As for the second anti-piracy approach, Lehr says, “Piracy is a land-based problem, which means in the end you will have to tackle where it comes from and that’s the Somali shores.”
Some analysis say attacking pirate bases on the Somali mainland would violate the country’s sovereignty.
“It is, of course, a problem, not that I’m a specialist in international law. But one thing you have to note is that Somalia is a failed state. I think a U.N. decision that would allow us, whoever that is, to get ashore. We’ve done it already in the early 1990s, as you remember, Operation Restore Hope.”
However, the U.S. effort to break a famine in Somalia eventually led to involvement in Somalia’s political turmoil. “Which also means that if we, whoever that is, attack pirate lairs on the shore, we might get in conflict with al Shabab,” the Islamist militant group trying to topple the Transitional Federal Government.
He says is al Shabab is eager to take on the “western crusaders, as they call us. That might actually worsen the problem.”
Arrest and prosecute
A number of captured pirates have been brought to trial. But Lehr says that’s not much of a deterrent to attacking ships.
“There’s this joke about catch and release. Lots of pirates get actually taken on board warships and then put back on their shores without any further ado because many countries are reluctant to actually bring them to justice,” he says.
One example of where it may have worked, he says, is the more than 30-year sentence given to a Somali pirate who was tried in New York for the 2009 hijacking of the Maersk Alabama.
But going to jail in a developed nation may have a certain appeal to a Somali pirate, such as TV and three meals a day.
“So far, even ending up in a prison cell was a kind of a second prize for the pirate. Either you get rich (from ransom) or at least you get a decent life.
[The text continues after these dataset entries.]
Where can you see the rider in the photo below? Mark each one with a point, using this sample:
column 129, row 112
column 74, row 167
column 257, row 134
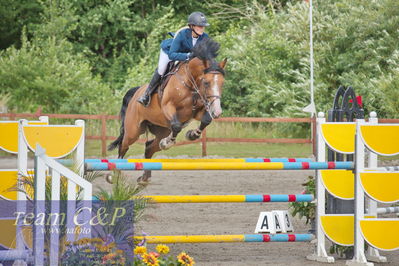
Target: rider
column 177, row 49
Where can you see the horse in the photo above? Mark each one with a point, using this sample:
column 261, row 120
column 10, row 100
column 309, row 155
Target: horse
column 193, row 92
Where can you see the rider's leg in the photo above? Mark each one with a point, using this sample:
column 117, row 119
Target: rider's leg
column 156, row 78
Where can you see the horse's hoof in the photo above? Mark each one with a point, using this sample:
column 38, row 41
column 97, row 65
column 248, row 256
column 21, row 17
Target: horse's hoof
column 164, row 144
column 192, row 135
column 108, row 178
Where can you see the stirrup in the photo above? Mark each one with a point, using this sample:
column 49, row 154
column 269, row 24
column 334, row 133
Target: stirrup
column 144, row 100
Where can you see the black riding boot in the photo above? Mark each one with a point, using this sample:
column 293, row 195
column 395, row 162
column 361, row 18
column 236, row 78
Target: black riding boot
column 146, row 97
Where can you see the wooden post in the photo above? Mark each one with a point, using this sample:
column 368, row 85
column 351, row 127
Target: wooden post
column 203, row 142
column 103, row 136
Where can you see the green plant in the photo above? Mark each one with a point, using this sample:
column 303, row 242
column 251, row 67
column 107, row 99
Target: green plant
column 305, row 209
column 94, row 251
column 160, row 258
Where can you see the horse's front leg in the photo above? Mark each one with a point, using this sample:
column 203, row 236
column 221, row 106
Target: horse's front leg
column 194, row 134
column 170, row 140
column 175, row 125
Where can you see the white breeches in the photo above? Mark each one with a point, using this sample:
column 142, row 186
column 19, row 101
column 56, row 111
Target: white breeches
column 163, row 62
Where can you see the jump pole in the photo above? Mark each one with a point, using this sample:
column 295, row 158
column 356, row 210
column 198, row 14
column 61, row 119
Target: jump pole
column 229, row 198
column 218, row 166
column 226, row 238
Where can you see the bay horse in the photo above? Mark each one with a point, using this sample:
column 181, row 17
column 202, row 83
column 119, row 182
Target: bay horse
column 193, row 92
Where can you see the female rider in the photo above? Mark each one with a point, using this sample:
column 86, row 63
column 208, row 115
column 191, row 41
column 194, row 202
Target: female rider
column 177, row 49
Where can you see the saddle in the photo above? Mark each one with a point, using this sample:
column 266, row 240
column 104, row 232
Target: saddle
column 171, row 69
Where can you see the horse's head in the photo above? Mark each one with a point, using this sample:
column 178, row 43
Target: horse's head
column 209, row 75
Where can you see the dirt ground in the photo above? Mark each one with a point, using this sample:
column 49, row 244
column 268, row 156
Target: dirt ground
column 225, row 218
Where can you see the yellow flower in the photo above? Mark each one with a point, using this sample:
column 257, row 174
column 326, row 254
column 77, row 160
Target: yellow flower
column 150, row 260
column 162, row 249
column 111, row 245
column 185, row 259
column 140, row 250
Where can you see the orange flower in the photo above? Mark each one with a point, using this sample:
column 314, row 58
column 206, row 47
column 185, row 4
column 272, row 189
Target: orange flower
column 156, row 255
column 162, row 249
column 150, row 260
column 185, row 259
column 139, row 250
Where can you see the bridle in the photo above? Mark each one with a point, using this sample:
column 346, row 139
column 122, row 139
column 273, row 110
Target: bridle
column 196, row 89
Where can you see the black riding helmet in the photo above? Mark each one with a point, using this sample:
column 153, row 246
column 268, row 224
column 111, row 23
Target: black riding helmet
column 197, row 19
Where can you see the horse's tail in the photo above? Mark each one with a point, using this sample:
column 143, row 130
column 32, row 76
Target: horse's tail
column 126, row 99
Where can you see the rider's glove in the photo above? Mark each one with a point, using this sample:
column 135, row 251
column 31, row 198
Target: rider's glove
column 190, row 56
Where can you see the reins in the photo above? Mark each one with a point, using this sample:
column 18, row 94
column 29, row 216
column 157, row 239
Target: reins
column 196, row 88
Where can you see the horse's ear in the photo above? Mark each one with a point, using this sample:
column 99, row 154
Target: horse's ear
column 223, row 63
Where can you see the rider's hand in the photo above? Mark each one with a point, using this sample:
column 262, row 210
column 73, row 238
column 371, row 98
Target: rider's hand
column 190, row 56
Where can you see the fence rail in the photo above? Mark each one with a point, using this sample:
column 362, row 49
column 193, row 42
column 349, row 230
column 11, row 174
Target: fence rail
column 204, row 139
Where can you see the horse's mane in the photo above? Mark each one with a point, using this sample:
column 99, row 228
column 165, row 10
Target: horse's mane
column 207, row 50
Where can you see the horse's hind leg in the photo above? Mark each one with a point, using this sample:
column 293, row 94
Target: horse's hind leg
column 152, row 146
column 129, row 138
column 194, row 134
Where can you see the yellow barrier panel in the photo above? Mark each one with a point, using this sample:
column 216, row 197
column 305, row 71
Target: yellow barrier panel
column 339, row 183
column 53, row 139
column 9, row 135
column 381, row 139
column 381, row 233
column 339, row 136
column 339, row 228
column 8, row 181
column 381, row 186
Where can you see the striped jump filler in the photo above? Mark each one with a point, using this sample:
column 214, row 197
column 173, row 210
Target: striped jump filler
column 229, row 198
column 102, row 166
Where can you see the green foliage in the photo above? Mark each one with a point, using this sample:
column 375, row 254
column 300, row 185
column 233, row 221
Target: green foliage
column 109, row 46
column 306, row 209
column 14, row 16
column 46, row 73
If you take a look at the grim situation over there in Somalia, they do everything to escape from that,” says Lehr.
He says getting a U.N. mandate to allow the international community to attack pirate bases is only part of the solution.
He says, “There are some powerful navies in the region, who are doing actually nothing. I would point out Saudi Arabia, for example, which has quite a sophisticated navy and quite a lot of money. Some Saudi tankers were already taken hostage by pirates, so why are they not contributing to anti-piracy operations as they should?”
Saudi involvement, he says, would dispel any image of a western crusade against a Muslim state.